The ideas are reminiscent of those of the American author Paul R. Ehrlich, who wrote in 1968 in “The Population Bomb” about the supposedly natural limits of human growth, but his predictions of mass extinction turned out to be scandalous. Apparently, the new right still longs for that mass death, even if they know how to express their desire in euphemistic language. But Schick complains about the accusation: the left “would see Auschwitz looming again on the horizon behind the demand for a reduction in the world population.”

Political ambitions

Regardless of the lofty claims, the political impact remains Sweep weak. Schick admitted in 2020 that he had not yet managed to get an “ecologically and socially conservative” position in the AfD to a majority. In an interview with Schick, Höcke added that we still have to “develop concepts for the day when it becomes clear that the established policy with its unilateral dogma of growth has come to an end.
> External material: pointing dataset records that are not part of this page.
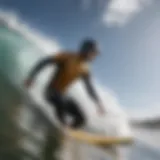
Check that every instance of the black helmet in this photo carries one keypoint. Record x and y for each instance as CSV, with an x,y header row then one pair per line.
x,y
87,46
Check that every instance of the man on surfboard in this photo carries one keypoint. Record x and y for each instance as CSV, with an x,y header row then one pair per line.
x,y
70,67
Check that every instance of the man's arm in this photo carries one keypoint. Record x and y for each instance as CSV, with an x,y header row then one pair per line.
x,y
39,66
57,59
91,91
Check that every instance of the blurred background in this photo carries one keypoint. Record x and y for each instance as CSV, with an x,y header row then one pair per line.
x,y
126,74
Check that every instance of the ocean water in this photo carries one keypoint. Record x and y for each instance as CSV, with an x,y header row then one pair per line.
x,y
18,53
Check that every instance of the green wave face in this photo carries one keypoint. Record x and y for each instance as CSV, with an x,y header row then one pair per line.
x,y
17,54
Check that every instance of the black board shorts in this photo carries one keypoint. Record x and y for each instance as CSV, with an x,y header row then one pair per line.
x,y
65,106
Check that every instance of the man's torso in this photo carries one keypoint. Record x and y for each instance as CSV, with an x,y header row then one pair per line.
x,y
70,68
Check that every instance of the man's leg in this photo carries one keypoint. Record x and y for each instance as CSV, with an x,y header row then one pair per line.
x,y
55,99
78,117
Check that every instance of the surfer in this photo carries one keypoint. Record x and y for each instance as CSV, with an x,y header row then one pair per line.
x,y
70,67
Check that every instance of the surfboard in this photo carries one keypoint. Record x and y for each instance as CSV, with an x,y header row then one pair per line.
x,y
99,140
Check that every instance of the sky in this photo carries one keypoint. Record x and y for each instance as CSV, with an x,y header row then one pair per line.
x,y
128,35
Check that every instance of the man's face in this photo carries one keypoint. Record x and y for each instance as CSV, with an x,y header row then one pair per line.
x,y
92,55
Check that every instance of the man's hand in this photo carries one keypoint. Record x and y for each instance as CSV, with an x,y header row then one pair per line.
x,y
101,109
28,83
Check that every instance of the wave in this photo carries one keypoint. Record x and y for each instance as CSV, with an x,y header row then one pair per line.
x,y
27,46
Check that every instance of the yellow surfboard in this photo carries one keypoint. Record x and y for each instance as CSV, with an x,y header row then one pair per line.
x,y
99,140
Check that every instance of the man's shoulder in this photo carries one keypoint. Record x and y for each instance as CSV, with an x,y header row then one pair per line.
x,y
66,54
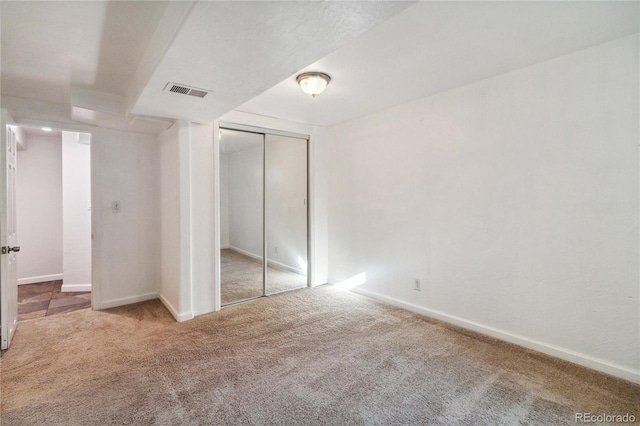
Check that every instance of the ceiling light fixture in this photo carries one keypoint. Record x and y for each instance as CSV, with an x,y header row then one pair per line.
x,y
313,83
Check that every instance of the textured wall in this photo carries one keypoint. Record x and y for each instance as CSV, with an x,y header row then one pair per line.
x,y
514,200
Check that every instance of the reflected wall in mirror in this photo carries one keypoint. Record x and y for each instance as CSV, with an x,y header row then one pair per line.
x,y
263,209
286,213
241,215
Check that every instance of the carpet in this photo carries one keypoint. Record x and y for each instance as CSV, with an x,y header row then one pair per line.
x,y
312,357
241,278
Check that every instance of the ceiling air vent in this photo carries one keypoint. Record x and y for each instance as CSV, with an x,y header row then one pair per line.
x,y
185,90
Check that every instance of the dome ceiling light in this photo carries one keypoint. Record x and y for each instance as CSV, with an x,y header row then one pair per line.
x,y
313,83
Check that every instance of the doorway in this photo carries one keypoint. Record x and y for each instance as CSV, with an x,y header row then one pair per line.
x,y
263,213
53,186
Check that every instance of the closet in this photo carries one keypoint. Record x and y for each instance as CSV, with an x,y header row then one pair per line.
x,y
263,212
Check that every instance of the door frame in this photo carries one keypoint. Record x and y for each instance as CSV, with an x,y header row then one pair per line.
x,y
223,125
8,275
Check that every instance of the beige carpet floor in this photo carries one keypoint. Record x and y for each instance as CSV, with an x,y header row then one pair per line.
x,y
312,357
241,278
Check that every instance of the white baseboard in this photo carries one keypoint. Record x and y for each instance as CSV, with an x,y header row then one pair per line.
x,y
184,316
40,279
114,303
75,287
555,351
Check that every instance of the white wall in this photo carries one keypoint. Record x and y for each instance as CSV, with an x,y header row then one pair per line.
x,y
39,210
76,213
286,208
224,201
204,298
126,245
186,212
514,200
170,219
245,199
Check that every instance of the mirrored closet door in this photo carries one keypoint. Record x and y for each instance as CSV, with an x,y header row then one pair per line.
x,y
263,213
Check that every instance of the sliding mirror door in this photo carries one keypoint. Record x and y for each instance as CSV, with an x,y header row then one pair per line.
x,y
241,215
286,213
263,213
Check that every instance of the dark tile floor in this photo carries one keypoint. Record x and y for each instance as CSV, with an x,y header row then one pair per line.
x,y
45,299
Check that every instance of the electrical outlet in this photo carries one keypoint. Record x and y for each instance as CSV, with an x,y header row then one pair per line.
x,y
417,284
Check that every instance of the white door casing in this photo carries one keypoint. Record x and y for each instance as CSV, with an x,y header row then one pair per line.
x,y
8,234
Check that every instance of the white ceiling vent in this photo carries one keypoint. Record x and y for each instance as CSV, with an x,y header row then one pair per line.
x,y
185,90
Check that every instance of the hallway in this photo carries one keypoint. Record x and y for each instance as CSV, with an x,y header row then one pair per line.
x,y
46,299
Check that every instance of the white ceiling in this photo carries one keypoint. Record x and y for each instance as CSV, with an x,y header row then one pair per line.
x,y
50,46
436,46
237,50
116,57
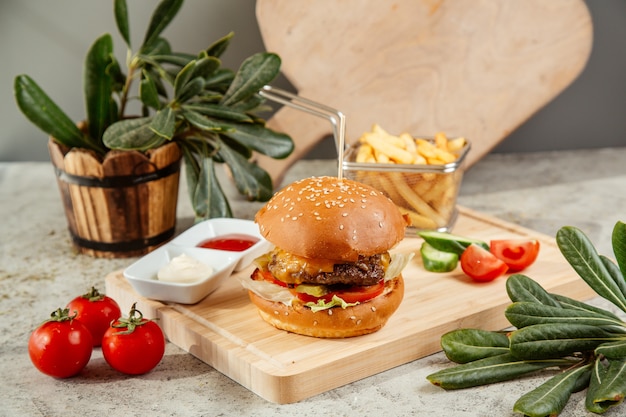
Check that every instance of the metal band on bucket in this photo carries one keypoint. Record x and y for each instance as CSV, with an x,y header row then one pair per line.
x,y
119,180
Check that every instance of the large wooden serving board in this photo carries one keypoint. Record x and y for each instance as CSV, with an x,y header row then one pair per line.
x,y
476,68
225,330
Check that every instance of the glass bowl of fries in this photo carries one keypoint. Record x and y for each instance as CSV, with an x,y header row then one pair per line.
x,y
422,176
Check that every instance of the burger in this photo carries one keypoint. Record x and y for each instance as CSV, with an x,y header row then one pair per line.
x,y
330,274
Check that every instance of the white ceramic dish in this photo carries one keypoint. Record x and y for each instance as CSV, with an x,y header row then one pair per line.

The theoretical work must be done now.”

Furthermore, the right would have to “qualitatively expand the concept of standard of living to put the material aspect into perspective.” So far, AfD voters seem to be more concerned about their material interests than small farmers and natural folklore.

Ecology instead of fascism

The Nazis also had to confront this contradiction between material concerns and nature conservation. Despite blood and dirt folklore, they cut paths through forests and fields to build the highway and produced tanks and rockets on an assembly line. In one Sweep-The text praises Andreas Karsten, editor-in-chief of the right-wing magazine First! – the “National Socialist conception of forests” and the designation of new nature reserves by the NSDAP.

The echoes of the new right would prefer to return to the supposedly simpler and more harmonious living conditions of yesteryear: the home, the farm, the community and the patriarchal family.

Schick, on the other hand, distances himself from fascism on the same issue because it is too modern for him. Fascist approaches “that want to direct 'progress' in a nationalist sense” are diametrically opposed to right-wing environmental politics, he writes. “Fascism was a revolutionary and radical right-wing movement. […] Schick does not want to adopt the idea of ​​“ecofascism,” which Jewish philosopher André Gorz critically analyzes: “ecology” and “fascism” cannot be used. bind.

Instead, echoes of the new right want to break with modernity as much as possible. They pursue two long-term objectives: to shift the entire ecological discourse to the right and to green the AfD. They would prefer to return to the supposedly simpler and more harmonious living conditions of yesteryear: the home, the farm, the community and the patriarchal family. All this fits perfectly into the holistic and ecological thinking of the Sweep.